Filter. Aquarium filters are also necessary equipment for your fish tank. Decide which filtration system you would like to use, the most common and easiest are either under gravel filters or power filters that hang on the back of the tank. If you choose an under gravel filter, make sure that the air pump or power head you buy is strong enough for the size of the tank. If you decide to go with a power filter, select one that will circulate enough water for the size of your tank. I prefer canister filter systems.

Heater. Make sure you get a heater if one doesn’t already come with your tank, the fully-submersible ones are the easiest to use. Look for one with an adjustable thermostat, since different fish prefer different temperatures.

Substrate. Choose gravel or sand for the bottom; this is essential to a healthy aquarium (approx. 2-3 inches). Cheap pea gravel and play sand can be purchased from home improvement stores. Sand is optimal for fish that like to burrow. I recommend getting aquarium gravel at a pet or fish store. Rinse the gravel with water a few times. A kitchen strainer will work for this.

Decorations. Place your decorations where you want them and fill the tank with water. You can fill the tank one bucket at a time or purchase a sink hose adapter fitting and fill the aquarium with a hose that you’ll use for your aquariums. Place a large bowl in the bottom of the tank to break the force of the water flow.

Light. Set the tank top on the aquarium and put the light hood in place. Plug in the power heads, the mechanical filter, the tank heater, and the light to your GFI strip. Next, let the water in the tank stabilize for a few days. Make sure the tank heater is keeping the tank at the proper temperature for the fish you intend to keep.
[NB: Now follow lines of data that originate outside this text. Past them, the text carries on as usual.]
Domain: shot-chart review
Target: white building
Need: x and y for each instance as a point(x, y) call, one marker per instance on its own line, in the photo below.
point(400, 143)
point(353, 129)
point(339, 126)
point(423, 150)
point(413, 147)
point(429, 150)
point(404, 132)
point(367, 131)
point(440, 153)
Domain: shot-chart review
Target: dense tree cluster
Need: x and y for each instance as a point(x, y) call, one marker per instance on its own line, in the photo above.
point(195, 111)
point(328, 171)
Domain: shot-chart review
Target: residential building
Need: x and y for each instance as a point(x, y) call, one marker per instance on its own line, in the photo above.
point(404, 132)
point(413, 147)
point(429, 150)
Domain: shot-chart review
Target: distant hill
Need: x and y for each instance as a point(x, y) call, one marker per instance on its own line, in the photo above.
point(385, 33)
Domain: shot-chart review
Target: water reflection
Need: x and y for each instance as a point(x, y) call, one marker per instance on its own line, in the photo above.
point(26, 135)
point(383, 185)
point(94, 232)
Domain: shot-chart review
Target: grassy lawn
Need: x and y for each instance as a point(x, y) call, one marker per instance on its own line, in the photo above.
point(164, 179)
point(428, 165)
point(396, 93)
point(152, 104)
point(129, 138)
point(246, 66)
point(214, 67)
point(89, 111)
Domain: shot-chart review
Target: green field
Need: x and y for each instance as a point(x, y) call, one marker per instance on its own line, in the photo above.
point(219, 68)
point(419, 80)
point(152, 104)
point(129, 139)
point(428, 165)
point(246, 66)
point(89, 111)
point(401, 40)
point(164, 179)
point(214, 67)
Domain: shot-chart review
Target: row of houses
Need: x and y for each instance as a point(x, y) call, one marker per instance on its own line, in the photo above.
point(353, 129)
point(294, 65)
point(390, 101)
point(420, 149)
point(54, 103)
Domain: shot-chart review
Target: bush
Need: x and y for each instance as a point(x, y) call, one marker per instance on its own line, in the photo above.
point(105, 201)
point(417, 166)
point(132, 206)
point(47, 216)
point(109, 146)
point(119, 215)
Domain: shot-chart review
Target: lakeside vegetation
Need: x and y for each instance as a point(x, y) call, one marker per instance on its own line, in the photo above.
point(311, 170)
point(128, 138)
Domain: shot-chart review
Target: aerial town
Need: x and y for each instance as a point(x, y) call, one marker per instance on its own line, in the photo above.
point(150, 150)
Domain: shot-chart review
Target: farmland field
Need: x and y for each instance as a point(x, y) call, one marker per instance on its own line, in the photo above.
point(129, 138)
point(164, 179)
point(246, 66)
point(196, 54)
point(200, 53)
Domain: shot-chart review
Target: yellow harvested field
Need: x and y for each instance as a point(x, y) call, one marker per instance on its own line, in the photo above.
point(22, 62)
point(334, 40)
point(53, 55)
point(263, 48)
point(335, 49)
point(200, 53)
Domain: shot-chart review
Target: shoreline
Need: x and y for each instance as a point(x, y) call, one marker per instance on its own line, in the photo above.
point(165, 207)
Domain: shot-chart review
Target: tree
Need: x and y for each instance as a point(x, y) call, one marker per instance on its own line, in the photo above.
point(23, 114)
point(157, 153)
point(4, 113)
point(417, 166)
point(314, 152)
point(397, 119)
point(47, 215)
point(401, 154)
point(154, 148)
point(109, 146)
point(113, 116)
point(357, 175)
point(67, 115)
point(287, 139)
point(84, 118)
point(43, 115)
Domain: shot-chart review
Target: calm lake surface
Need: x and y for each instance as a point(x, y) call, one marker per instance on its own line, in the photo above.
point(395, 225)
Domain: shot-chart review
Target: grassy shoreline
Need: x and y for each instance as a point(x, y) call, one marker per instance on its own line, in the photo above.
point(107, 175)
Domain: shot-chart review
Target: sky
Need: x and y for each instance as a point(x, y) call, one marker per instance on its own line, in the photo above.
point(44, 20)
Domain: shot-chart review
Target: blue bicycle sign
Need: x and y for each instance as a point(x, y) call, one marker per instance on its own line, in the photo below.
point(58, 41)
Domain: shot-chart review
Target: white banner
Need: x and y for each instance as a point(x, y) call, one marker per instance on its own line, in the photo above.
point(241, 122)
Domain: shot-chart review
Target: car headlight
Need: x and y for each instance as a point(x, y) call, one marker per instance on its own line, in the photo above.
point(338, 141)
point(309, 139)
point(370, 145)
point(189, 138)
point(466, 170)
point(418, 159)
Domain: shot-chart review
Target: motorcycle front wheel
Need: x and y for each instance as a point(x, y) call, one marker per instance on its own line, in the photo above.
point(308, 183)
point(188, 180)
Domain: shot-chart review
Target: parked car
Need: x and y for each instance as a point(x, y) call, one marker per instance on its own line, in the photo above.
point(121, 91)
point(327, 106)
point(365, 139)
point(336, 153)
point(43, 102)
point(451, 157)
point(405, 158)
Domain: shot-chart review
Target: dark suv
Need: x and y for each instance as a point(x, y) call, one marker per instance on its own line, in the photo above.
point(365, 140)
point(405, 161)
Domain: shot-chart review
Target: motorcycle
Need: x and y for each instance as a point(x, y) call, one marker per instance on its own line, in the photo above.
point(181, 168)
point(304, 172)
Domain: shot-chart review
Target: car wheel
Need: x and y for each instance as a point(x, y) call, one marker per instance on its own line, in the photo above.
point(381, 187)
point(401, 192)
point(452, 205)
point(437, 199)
Add your fish. If everything is working properly your ready to put the most important little stress reliever inside, your type of fish that you want to keep will complete it all. Float your new fish while still in the bag they came in for about 15 minutes to reduce stress to your fish.
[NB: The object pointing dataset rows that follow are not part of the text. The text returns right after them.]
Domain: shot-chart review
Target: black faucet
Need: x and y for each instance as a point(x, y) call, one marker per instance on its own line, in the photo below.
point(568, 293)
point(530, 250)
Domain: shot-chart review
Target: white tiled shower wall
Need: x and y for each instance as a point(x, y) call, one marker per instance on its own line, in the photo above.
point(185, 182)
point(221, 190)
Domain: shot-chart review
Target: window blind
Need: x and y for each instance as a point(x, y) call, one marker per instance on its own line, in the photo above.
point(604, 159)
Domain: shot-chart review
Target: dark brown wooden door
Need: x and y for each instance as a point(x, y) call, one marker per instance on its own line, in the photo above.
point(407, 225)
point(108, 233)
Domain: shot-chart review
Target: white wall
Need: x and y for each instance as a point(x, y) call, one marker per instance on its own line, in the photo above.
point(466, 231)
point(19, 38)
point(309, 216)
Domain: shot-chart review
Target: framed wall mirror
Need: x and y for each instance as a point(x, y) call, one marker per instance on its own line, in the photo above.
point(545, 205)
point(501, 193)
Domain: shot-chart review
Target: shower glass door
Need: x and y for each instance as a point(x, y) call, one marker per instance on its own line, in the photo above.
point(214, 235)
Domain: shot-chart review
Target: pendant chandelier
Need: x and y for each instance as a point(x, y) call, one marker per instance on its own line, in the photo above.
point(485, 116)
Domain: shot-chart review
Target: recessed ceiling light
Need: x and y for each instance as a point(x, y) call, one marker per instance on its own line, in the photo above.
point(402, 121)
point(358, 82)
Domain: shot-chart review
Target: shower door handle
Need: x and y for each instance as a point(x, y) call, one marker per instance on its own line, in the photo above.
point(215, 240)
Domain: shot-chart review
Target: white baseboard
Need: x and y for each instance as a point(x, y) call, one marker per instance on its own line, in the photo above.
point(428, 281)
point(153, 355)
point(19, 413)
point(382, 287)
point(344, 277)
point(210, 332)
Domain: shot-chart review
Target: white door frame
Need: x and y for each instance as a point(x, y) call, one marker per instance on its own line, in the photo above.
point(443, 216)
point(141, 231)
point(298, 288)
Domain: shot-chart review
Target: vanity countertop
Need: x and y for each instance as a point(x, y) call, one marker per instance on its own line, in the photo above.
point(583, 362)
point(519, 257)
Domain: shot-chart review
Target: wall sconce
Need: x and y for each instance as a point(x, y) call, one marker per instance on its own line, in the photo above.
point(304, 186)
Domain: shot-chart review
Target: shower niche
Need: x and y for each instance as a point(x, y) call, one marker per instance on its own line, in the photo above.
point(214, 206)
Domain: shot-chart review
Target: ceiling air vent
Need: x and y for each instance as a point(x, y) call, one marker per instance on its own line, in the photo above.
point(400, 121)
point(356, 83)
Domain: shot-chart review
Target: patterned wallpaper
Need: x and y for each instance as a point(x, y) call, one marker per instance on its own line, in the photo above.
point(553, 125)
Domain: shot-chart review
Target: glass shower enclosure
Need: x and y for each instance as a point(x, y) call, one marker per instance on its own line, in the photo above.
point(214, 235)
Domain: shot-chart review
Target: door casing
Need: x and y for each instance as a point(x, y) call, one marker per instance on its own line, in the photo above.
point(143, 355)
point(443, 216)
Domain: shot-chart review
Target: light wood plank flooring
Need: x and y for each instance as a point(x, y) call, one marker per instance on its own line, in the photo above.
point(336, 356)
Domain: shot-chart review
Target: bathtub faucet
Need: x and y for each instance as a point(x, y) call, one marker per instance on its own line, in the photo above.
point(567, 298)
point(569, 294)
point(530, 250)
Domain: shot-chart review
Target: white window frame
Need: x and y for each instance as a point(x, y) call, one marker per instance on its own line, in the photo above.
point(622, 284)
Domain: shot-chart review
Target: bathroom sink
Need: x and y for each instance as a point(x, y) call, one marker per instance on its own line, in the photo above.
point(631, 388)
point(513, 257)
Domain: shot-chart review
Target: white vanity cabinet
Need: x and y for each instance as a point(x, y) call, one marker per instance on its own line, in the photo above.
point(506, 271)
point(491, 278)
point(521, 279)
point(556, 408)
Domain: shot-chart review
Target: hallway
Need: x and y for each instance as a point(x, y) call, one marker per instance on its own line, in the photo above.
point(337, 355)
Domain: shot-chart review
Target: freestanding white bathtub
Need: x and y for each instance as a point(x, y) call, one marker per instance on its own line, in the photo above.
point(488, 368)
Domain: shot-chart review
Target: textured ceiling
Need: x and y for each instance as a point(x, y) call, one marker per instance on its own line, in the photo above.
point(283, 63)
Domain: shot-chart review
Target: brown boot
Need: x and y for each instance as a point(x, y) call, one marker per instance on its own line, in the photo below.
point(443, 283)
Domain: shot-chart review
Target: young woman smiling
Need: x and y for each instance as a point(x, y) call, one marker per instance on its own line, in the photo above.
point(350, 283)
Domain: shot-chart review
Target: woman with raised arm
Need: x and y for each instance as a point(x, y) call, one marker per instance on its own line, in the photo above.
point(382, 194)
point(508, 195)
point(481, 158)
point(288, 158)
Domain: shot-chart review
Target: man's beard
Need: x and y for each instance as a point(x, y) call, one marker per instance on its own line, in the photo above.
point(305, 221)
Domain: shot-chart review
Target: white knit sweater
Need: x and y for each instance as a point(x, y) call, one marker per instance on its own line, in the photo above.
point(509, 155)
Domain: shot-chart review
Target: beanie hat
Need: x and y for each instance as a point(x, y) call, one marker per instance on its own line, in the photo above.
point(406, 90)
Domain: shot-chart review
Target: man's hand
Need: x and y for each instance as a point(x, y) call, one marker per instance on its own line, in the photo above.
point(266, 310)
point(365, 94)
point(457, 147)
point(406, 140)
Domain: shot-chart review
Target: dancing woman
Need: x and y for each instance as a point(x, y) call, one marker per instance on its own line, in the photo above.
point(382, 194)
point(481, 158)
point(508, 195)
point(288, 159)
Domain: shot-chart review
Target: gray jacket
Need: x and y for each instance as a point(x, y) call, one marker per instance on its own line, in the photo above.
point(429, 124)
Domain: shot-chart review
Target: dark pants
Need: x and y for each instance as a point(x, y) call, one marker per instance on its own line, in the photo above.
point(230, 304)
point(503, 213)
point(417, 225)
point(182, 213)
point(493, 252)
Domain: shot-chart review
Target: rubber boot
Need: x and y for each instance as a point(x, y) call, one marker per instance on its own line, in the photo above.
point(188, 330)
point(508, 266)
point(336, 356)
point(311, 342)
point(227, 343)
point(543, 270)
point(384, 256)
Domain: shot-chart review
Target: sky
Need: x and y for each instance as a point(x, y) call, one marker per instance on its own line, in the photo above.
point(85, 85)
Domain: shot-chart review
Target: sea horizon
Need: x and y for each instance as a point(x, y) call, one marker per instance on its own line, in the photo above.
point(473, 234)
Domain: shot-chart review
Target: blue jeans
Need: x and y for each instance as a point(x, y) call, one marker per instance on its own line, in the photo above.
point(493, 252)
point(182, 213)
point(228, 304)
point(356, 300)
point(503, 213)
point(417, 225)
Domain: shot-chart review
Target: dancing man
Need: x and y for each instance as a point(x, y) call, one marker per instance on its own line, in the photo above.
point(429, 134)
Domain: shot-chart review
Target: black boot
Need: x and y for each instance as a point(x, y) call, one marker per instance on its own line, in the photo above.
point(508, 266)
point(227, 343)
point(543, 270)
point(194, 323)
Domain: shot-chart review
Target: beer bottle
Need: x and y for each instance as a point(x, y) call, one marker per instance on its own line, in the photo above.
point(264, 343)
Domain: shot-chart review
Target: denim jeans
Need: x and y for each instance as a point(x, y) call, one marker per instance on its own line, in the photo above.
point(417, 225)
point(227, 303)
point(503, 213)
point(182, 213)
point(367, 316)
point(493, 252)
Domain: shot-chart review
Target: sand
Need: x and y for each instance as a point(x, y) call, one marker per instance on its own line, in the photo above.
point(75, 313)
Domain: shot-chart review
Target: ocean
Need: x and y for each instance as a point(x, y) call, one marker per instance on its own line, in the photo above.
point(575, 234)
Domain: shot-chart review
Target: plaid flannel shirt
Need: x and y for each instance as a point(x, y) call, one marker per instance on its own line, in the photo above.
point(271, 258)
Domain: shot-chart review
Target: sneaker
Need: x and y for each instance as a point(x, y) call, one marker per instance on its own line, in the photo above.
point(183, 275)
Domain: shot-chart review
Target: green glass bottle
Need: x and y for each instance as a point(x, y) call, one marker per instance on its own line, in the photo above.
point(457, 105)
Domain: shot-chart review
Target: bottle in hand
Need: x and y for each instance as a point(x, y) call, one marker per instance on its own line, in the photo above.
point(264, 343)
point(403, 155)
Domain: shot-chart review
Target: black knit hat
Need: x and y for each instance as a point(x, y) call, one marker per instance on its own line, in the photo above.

An imperative reminder during set up is to look for leaks. Fill the tank with about two inches of water, and then wait for a half an hour. If there are any leaks, it’s better they show up just before you have to pour out everything. Always research the needs of any living thing (fish, plant, or invertebrates) going into your tank. Make sure they are compatible with what you already have and that you can meet their maintenance needs. It is best to get your information from many sources, don’t automatically trust what the store employee tells you.